Members of the Nazi group were openly carrying firearms — which is legal in Michigan — while they traded barbs with counter-protesters described by Craig as "an Antifa group."
The chief said Detroit officers were successfully able to keep the two groups apart, "and no one got hurt," he said.
"When (the Nazis) arrived, five of their members were armed; two with long guns and three with handguns," Craig said. "They were open-carrying.
"I'm told through our intelligence sources (the Nazis) wanted (Charlottesville 2.0)," Craig said. "We knew we wanted to be properly staffed, and we were.
"Both groups were taunting our officers with racial epithets," Craig said, adding there were about 15 Nazis and "15-20" counter-protesters who were "masked-up and referring to our African American officers inappropriately."
"The one group (the Nazis) was armed," Craig said. "We didn't want the opposing group to assault them and respond in a way that would be violent."
Detroit police have received criticism for appearing to escort members of the Nazi group from the scene, but Craig said the officers were merely trying to keep the peace.
"We took no sides; we communicated with both groups, and we didn't have an uprising," the chief said.
Wait said he was happy with the police response.
"I feel the police did a good job," he said. "Their goal was to keep our festival patrons safe to make sure the two groups didn't interact. I appreciate the support of the police.
"It's unusual; haven't had protests like this in the past," Wait said. "But there are always a few haters out there."
Craig said members of the Nazi group threatened to burn a rainbow flag that's emblematic of the LGBT community.
"They were told, 'if you do, you'll be arrested,'" Craig said. "They did tear the flag."
The Nazis also desecrated an Israeli flag, according to video of the rally posted online.
Craig added since the flag was their property, they were within their rights to destroy it, as long as they didn't set it on fire.

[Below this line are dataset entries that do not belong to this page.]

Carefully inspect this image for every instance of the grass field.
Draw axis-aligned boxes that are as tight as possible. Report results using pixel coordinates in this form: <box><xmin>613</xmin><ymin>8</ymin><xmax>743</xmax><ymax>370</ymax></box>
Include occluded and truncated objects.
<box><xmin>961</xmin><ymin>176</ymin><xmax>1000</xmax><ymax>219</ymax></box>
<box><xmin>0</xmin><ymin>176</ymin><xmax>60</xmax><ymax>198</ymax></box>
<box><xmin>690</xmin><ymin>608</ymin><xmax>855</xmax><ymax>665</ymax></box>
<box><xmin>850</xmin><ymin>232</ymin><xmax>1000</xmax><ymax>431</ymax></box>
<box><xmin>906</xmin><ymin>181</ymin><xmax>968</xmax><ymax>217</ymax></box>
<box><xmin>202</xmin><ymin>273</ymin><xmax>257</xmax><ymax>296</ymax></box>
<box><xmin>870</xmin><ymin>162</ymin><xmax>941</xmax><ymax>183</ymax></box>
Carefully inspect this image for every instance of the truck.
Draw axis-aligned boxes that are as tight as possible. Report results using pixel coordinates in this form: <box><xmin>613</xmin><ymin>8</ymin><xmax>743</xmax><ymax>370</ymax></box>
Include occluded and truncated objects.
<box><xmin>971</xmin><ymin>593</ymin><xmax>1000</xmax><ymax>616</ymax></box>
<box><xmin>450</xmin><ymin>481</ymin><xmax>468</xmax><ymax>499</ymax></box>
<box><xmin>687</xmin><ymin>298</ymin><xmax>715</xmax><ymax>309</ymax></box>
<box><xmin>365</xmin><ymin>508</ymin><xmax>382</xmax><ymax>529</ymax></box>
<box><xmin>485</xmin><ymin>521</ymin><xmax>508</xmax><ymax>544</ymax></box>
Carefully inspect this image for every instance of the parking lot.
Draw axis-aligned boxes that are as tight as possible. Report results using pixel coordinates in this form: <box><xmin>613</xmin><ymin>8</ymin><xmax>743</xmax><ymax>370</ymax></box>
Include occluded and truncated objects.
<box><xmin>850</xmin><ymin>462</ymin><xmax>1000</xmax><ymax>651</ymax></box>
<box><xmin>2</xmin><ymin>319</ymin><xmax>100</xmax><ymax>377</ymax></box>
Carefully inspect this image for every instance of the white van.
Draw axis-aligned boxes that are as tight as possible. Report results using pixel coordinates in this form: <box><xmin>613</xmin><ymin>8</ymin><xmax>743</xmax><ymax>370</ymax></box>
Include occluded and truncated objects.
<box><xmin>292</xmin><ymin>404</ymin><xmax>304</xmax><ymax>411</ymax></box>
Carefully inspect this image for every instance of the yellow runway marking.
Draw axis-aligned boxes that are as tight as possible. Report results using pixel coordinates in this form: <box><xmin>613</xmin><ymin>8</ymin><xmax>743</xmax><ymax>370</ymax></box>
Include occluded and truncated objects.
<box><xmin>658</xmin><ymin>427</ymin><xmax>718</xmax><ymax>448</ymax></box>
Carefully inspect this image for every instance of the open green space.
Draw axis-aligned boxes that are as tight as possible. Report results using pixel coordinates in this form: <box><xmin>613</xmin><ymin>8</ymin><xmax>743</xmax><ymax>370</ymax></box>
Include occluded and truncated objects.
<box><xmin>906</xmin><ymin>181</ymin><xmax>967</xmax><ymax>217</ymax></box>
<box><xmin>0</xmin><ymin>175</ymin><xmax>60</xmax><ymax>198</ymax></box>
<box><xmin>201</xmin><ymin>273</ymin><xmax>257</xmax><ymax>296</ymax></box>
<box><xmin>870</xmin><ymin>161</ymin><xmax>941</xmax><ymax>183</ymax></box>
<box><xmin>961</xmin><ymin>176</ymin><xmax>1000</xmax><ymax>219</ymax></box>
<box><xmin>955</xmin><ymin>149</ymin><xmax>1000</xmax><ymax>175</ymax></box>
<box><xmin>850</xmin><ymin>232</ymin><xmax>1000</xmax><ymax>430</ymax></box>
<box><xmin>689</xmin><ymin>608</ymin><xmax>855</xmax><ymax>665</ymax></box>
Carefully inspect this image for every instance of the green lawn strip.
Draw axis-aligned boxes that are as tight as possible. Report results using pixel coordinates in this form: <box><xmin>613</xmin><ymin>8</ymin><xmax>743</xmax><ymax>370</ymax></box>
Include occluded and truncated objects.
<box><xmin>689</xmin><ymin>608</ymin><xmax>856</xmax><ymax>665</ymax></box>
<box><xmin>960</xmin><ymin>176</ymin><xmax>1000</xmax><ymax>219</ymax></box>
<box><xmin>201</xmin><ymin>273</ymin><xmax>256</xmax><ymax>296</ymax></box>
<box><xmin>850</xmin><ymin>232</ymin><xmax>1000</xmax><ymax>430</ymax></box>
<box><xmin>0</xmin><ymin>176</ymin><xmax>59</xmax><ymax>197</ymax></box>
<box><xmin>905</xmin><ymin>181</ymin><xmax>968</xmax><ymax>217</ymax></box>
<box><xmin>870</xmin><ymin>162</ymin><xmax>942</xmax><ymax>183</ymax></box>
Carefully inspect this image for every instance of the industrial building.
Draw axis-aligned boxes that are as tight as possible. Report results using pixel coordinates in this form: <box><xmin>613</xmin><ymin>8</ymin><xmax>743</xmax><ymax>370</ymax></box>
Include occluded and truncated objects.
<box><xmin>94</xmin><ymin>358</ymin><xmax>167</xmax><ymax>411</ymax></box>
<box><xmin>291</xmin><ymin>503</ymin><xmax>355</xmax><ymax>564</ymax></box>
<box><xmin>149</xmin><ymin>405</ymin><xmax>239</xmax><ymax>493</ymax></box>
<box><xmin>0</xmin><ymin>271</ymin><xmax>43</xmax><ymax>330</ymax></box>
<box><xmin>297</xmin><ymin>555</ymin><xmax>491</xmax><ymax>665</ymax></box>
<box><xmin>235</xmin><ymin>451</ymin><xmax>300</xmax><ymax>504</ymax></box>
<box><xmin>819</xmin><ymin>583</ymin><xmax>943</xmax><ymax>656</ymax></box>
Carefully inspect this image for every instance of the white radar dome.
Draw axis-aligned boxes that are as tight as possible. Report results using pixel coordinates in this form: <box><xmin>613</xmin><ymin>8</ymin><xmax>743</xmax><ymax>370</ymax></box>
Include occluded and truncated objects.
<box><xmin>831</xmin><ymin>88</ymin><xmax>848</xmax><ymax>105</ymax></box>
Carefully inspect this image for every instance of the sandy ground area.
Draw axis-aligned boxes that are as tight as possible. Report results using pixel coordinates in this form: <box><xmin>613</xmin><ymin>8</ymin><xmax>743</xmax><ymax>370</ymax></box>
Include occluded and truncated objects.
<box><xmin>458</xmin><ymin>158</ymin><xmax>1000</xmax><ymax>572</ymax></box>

"(The Nazis) had their attorney present, and they had cameras," Craig said. "According to our intelligence, they were hoping because of open carry (laws) they were frankly trying to bait this police department and bait the other side," Craig said.

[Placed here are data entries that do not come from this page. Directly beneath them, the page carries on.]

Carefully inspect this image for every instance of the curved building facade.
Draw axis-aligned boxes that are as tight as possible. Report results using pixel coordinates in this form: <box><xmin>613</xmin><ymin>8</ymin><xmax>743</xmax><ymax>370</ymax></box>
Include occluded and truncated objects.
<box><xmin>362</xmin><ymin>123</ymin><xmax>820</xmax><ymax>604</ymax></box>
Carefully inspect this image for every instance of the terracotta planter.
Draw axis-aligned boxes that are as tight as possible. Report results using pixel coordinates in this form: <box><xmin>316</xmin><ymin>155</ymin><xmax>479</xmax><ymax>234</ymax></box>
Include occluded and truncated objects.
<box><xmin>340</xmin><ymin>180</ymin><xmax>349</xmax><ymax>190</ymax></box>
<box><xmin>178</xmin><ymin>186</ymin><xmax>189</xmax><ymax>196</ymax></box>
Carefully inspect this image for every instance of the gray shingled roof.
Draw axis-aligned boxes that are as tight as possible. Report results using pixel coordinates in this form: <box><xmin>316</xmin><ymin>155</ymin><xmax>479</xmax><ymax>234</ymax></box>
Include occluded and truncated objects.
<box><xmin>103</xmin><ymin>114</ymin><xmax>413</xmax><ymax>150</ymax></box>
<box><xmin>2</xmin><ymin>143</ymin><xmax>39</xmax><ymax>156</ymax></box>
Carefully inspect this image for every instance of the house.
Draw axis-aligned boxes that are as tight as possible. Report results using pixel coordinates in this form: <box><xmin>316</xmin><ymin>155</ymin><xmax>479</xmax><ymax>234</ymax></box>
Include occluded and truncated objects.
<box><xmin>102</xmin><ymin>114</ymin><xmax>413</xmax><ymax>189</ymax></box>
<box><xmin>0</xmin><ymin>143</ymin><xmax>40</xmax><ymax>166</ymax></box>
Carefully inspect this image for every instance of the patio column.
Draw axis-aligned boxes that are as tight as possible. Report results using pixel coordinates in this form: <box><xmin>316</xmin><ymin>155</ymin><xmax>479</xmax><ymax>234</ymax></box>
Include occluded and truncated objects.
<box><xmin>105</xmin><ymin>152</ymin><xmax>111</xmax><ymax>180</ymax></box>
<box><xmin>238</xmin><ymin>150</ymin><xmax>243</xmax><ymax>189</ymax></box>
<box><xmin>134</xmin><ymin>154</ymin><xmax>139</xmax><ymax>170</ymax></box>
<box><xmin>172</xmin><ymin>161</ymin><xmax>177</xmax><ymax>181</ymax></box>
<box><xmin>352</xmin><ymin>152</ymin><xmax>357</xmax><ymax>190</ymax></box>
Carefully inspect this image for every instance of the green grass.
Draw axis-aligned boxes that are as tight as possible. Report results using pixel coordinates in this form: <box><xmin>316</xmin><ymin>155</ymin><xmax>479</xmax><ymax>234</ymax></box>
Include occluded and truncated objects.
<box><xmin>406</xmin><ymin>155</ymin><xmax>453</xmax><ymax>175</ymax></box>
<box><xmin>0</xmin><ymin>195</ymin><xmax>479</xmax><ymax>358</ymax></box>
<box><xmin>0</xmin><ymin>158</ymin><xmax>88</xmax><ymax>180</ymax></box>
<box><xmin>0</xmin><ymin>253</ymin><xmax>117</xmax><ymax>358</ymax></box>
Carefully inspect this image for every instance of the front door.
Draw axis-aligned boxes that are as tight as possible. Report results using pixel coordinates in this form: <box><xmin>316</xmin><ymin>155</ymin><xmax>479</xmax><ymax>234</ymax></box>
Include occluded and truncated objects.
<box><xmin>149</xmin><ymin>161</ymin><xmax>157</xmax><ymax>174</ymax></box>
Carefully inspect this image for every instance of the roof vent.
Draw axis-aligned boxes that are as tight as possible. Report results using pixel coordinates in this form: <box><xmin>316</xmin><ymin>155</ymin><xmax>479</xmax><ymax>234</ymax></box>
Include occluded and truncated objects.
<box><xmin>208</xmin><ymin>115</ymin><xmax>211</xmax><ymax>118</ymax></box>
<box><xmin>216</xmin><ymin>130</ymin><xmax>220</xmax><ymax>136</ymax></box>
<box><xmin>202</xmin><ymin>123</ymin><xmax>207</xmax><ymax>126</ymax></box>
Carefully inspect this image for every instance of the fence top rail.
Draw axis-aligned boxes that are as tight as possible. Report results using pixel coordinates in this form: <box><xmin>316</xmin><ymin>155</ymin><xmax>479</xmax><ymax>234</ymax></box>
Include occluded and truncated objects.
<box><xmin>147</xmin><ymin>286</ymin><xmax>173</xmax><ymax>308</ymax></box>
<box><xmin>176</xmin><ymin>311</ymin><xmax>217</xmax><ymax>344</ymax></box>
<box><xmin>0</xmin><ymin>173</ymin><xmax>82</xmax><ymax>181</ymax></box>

"The opposing group was trying to bait our officers as well," Craig said. "Both groups were wrong.
"Everyone has a right to free speech, but you don’t have a right to engage in unlawful conduct," Craig said. "I applaud the Detroit Police Department for keeping the peace."
Wait said the Nazis "failed at everything they tried to do."
"They failed to get into our event," he said. "They failed to disrupt our event. Everyone had a great time, so they failed."